Bakhmut has come to symbolize the slugfest between the two former Soviet republics of Russia and Ukraine, even as ominous talk of a nuclear exchange persists. The conflict has not yet become a war of attrition if only because Russia has mobilized mass numbers of conscripts and paid for more guns for hire, Newsweek noted. But the economic effects of the war and their impact on the two countries’ war machines are becoming clearer by the day.

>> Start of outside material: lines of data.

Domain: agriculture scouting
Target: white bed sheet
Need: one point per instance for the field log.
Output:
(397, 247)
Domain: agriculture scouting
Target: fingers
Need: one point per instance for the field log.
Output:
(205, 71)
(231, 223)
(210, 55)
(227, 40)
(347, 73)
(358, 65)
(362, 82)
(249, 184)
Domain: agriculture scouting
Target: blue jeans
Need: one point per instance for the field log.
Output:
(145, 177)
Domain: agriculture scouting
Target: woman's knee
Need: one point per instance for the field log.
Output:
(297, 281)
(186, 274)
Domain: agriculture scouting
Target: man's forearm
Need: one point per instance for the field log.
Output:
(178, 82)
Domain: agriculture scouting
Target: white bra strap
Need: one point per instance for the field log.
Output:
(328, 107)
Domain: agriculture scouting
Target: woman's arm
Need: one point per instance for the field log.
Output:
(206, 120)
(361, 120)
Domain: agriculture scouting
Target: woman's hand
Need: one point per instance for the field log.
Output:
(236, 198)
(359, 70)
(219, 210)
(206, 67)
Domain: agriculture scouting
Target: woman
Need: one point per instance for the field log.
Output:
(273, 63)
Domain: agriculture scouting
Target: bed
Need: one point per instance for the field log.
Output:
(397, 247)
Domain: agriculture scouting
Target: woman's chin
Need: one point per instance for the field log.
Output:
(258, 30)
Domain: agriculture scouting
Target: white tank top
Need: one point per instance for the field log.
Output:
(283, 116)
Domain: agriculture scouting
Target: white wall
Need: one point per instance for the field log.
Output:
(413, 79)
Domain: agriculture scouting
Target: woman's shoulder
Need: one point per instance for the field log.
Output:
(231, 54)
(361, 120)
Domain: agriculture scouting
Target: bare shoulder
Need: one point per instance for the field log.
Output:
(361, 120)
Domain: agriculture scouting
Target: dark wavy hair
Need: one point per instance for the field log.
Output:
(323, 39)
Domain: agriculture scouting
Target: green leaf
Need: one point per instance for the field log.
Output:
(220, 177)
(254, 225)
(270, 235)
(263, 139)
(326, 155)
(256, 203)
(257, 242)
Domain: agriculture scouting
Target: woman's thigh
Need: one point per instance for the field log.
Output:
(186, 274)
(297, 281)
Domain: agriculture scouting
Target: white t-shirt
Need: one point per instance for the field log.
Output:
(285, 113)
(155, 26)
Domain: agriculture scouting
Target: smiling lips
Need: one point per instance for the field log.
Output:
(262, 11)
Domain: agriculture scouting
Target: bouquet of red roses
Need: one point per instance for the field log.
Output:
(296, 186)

The destruction wrought by Russian attacks on Ukraine’s energy infrastructure, for example, heralds a long and cold winter in Ukraine. As the Washington Post explained, electrical system specialists were likely directing where the missiles should hit in order to cause the most damage. A third of Ukraine’s transmission stations have been wrecked.

Iranian military advisors who are probably from the Islamic Revolutionary Guard Corps are helping Russians fly Iranian-made drones against Ukrainian targets, marking the Islamic Republic’s first foray into European warfare, added Foreign Policy magazine. The drones have also been targeting civilian infrastructure. Iran denies involvement but the Europeans don’t buy it.

The rebuilding effort will take generations and cost more than $350 billion. And the war is not yet over. Ukrainian leaders understandably are issuing desperate pleas for economic, humanitarian, and military aid, the Wall Street Journal reported. Ukrainian President Volodymyr Zelenskyy has asked for Western leaders to give him Russian assets that they’ve seized in their countries, too, added Time magazine. There was talk about a “new Marshall Plan” for Ukraine at a meeting of European officials last week, the Associated Press reported.

Russia is also suffering, however. Estonian Prime Minister Kaja Kallas told Politico that Russia is reaching a political, military, and economic breaking point due to Western sanctions, diplomatic isolation, and the military expenditures and losses associated with fighting. Recently, the once-in-the-shadows leader of the Wagner Group, Yevgeniy Prigozhin, rebuked Russian President Vladimir Putin about the “bungled” war effort. Even Putin recently made a rare acknowledgment that his country was facing “economic difficulties,” France 24 pointed out.

Writing in the Guardian, University of Toronto political scientist and Atlantic Council senior fellow Carla Norrlöf argued that the world should not be “fooled” by Russian power. Western nations are set to deny insurance to ships carrying Russian oil unless their oil is sold under a price cap. Such moves will further strangle the exports that are keeping the Russian economy afloat, she argued.

The Wagner Group might still be Putin’s fittest and most loyal fighting force. But at the end of the day, they will still need to be paid.